Visibility is a critical element of this. Enterprises need to identify changes to AD that might indicate an attacker's presence, such as mass account lockouts or deletions. Suspicious password management, brute force login attempts, and other signs can also reveal an attacker. If enterprises do not have sufficient network visibility, attackers can try all of these tactics with little fear of discovery. The earlier in the attack cycle, enterprises can detect activities like queries from non-privileged accounts, suspicious processes connecting to AD, and others, the better their chances of derailing the attack.


Taking steps such as hiding critical network assets, files, or AD objects and sprinkling false ones can fool attackers into going off course and giving themselves away. Placing deceptive credentials on endpoints can also trick attackers into revealing their presence when they attempt to use them. By making life harder for attackers, organizations can demonstrate that they are not an easy target—potentially convincing attackers that they are better off focusing their efforts elsewhere. At a minimum, it will slow adversaries down and give defenders more time to effectively respond to and mitigate the attack.
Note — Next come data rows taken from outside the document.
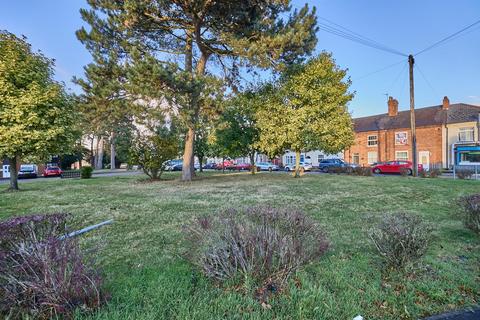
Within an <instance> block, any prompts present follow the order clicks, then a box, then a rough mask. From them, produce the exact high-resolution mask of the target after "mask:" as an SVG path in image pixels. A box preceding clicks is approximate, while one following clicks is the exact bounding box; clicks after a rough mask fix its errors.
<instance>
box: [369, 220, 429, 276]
mask: <svg viewBox="0 0 480 320" xmlns="http://www.w3.org/2000/svg"><path fill="white" fill-rule="evenodd" d="M369 236H370V239H372V241H373V243H374V245H375V247H376V248H377V250H378V252H379V253H380V255H381V256H382V257H383V258H384V259H385V261H386V263H387V266H388V267H392V268H395V269H399V268H403V267H405V266H407V265H408V264H409V263H411V262H413V261H415V260H418V259H419V258H421V257H422V256H423V255H424V254H425V252H426V251H427V247H428V244H429V241H430V237H431V228H430V226H429V225H428V224H426V223H424V222H423V221H422V220H421V219H420V218H419V217H417V216H415V215H411V214H406V213H400V214H395V215H388V216H385V217H384V218H383V221H382V222H381V223H380V224H379V225H378V226H377V227H376V228H375V229H373V230H372V231H370V234H369Z"/></svg>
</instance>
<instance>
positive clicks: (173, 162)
mask: <svg viewBox="0 0 480 320" xmlns="http://www.w3.org/2000/svg"><path fill="white" fill-rule="evenodd" d="M182 166H183V160H169V161H167V162H166V163H165V171H182Z"/></svg>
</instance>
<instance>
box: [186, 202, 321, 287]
mask: <svg viewBox="0 0 480 320" xmlns="http://www.w3.org/2000/svg"><path fill="white" fill-rule="evenodd" d="M185 234H186V238H187V240H188V247H189V250H188V253H187V258H188V259H189V261H191V262H192V263H193V264H194V265H196V266H198V267H199V268H200V269H201V270H202V271H203V273H204V274H205V275H206V276H207V277H209V278H212V279H215V280H218V281H222V282H223V281H228V280H236V281H239V282H240V284H241V285H243V286H244V287H248V285H251V284H253V285H254V286H256V287H265V286H267V287H269V288H272V287H273V288H281V286H282V285H283V284H284V283H285V281H286V280H287V279H288V277H289V276H290V275H291V274H292V273H293V272H295V271H296V270H297V269H298V268H300V267H302V266H304V265H306V264H307V263H309V262H311V261H313V260H316V259H318V258H320V257H321V256H322V255H323V254H324V253H325V252H326V251H327V249H328V247H329V242H328V240H327V238H326V236H325V234H324V233H323V231H322V230H321V228H320V227H319V225H318V224H317V223H315V222H314V221H313V220H311V219H309V218H308V217H306V216H305V215H304V214H303V213H301V212H298V211H295V210H289V209H275V208H269V207H252V208H248V209H243V210H235V209H230V210H226V211H225V212H221V213H219V214H214V215H210V216H206V217H202V218H199V219H196V220H195V221H193V222H192V223H190V224H189V225H187V226H185ZM236 281H234V282H236Z"/></svg>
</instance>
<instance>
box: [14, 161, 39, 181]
mask: <svg viewBox="0 0 480 320" xmlns="http://www.w3.org/2000/svg"><path fill="white" fill-rule="evenodd" d="M37 176H38V174H37V166H36V165H34V164H22V165H21V166H20V170H19V171H18V178H19V179H22V178H37Z"/></svg>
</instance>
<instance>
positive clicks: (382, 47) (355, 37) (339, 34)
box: [318, 17, 407, 57]
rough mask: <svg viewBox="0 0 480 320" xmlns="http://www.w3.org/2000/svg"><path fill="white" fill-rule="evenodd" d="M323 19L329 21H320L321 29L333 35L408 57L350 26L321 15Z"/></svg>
mask: <svg viewBox="0 0 480 320" xmlns="http://www.w3.org/2000/svg"><path fill="white" fill-rule="evenodd" d="M319 18H320V19H321V20H324V21H326V22H327V23H324V22H320V23H319V24H318V25H319V28H320V30H323V31H325V32H328V33H331V34H333V35H336V36H339V37H342V38H344V39H347V40H350V41H353V42H357V43H359V44H362V45H364V46H368V47H371V48H374V49H377V50H382V51H385V52H388V53H392V54H396V55H400V56H404V57H406V56H407V55H406V54H404V53H402V52H400V51H398V50H395V49H392V48H390V47H388V46H386V45H384V44H381V43H380V42H378V41H375V40H372V39H370V38H367V37H365V36H362V35H361V34H359V33H357V32H354V31H352V30H350V29H348V28H345V27H343V26H341V25H339V24H337V23H335V22H332V21H330V20H328V19H325V18H322V17H319Z"/></svg>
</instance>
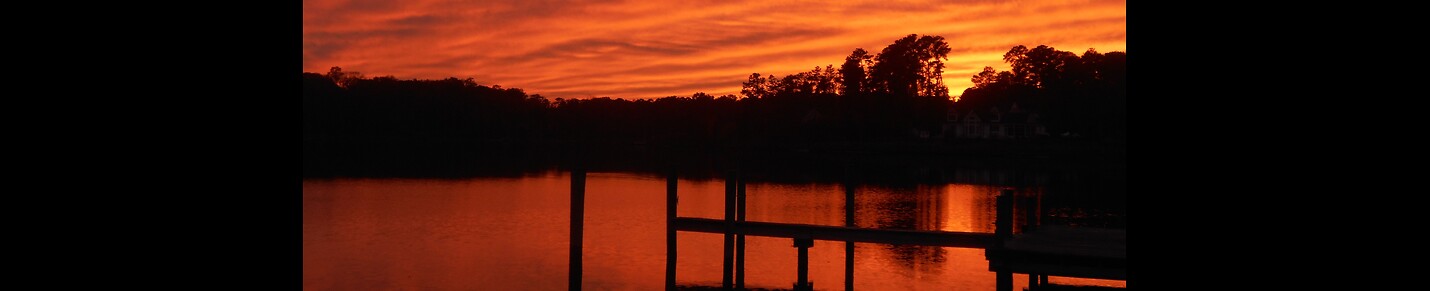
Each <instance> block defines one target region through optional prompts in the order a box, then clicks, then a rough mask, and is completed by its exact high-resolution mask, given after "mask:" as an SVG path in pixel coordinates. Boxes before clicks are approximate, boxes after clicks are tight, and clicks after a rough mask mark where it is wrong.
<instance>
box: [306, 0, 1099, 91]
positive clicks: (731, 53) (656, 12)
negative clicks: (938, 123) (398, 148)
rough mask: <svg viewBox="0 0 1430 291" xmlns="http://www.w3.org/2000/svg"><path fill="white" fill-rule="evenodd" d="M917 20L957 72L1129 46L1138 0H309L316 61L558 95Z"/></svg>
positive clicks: (781, 74)
mask: <svg viewBox="0 0 1430 291" xmlns="http://www.w3.org/2000/svg"><path fill="white" fill-rule="evenodd" d="M909 33H918V34H938V36H944V37H945V39H947V40H948V43H950V46H951V47H952V49H954V52H952V53H951V54H950V65H948V69H945V70H947V72H945V75H944V80H945V82H947V83H948V85H950V89H951V90H950V92H952V93H955V95H957V93H960V92H962V89H964V87H967V86H970V85H971V83H970V82H968V77H970V76H971V75H974V73H977V72H978V70H980V69H982V67H984V66H992V67H998V69H1007V65H1004V63H1002V59H1001V56H1002V53H1004V52H1007V50H1008V49H1010V47H1012V46H1017V44H1027V46H1037V44H1048V46H1052V47H1057V49H1060V50H1071V52H1078V53H1081V52H1083V50H1087V49H1088V47H1097V49H1098V50H1100V52H1113V50H1123V52H1125V50H1127V1H1125V0H1022V1H1020V0H1008V1H1000V0H984V1H967V0H961V1H950V0H942V1H940V0H869V1H834V3H831V1H799V0H795V1H769V0H758V1H755V0H751V1H741V0H728V1H714V0H704V1H688V0H671V1H656V0H631V1H623V0H563V1H553V0H476V1H472V0H410V1H390V0H305V1H303V69H305V70H307V72H326V70H327V69H329V67H333V66H342V67H343V69H345V70H355V72H363V73H366V75H368V76H385V75H392V76H396V77H400V79H413V77H416V79H442V77H452V76H456V77H473V79H476V80H478V82H480V83H485V85H502V86H506V87H522V89H525V90H526V92H529V93H541V95H543V96H548V97H592V96H612V97H658V96H669V95H679V96H688V95H691V93H695V92H706V93H712V95H725V93H738V92H739V83H741V82H744V80H745V76H748V75H749V73H756V72H758V73H766V75H768V73H775V75H787V73H795V72H804V70H809V69H812V67H815V66H825V65H835V66H838V65H839V63H841V62H842V60H844V56H847V54H848V53H849V52H851V50H854V47H864V49H867V50H871V52H878V50H881V49H884V46H887V44H889V43H892V42H894V40H895V39H898V37H902V36H905V34H909Z"/></svg>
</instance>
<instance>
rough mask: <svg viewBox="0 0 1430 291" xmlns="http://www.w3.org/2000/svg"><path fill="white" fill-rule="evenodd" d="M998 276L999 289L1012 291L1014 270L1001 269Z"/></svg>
mask: <svg viewBox="0 0 1430 291" xmlns="http://www.w3.org/2000/svg"><path fill="white" fill-rule="evenodd" d="M997 277H998V278H997V281H998V282H997V285H998V287H997V290H998V291H1012V272H1007V271H1000V272H998V275H997Z"/></svg>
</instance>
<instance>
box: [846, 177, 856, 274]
mask: <svg viewBox="0 0 1430 291" xmlns="http://www.w3.org/2000/svg"><path fill="white" fill-rule="evenodd" d="M844 226H851V228H852V226H854V183H851V182H845V183H844ZM844 290H845V291H851V290H854V242H852V241H845V242H844Z"/></svg>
Better AD Protection Means Better Network Protection


Active Directory is a critical component of identity and authentication, but today's enterprises do not put nearly enough emphasis on its protection. Modern identity and endpoint solutions have left AD in a strange middle ground, with a complex and often conflicted web of ownership over its security. Attackers have capitalized on this lack of focus, targeting AD with millions of attacks each day.


Stolen credentials and privilege escalation take place in a significant percentage of today's attacks, underscoring the need to protect this critical asset. Placing increased emphasis on AD protection with AD-specific security tools is essential. Closing this coverage gap with better visibility and detection capabilities will help enterprises avoid losing domain control of their systems and security controls, greatly reducing cybercriminals' impact.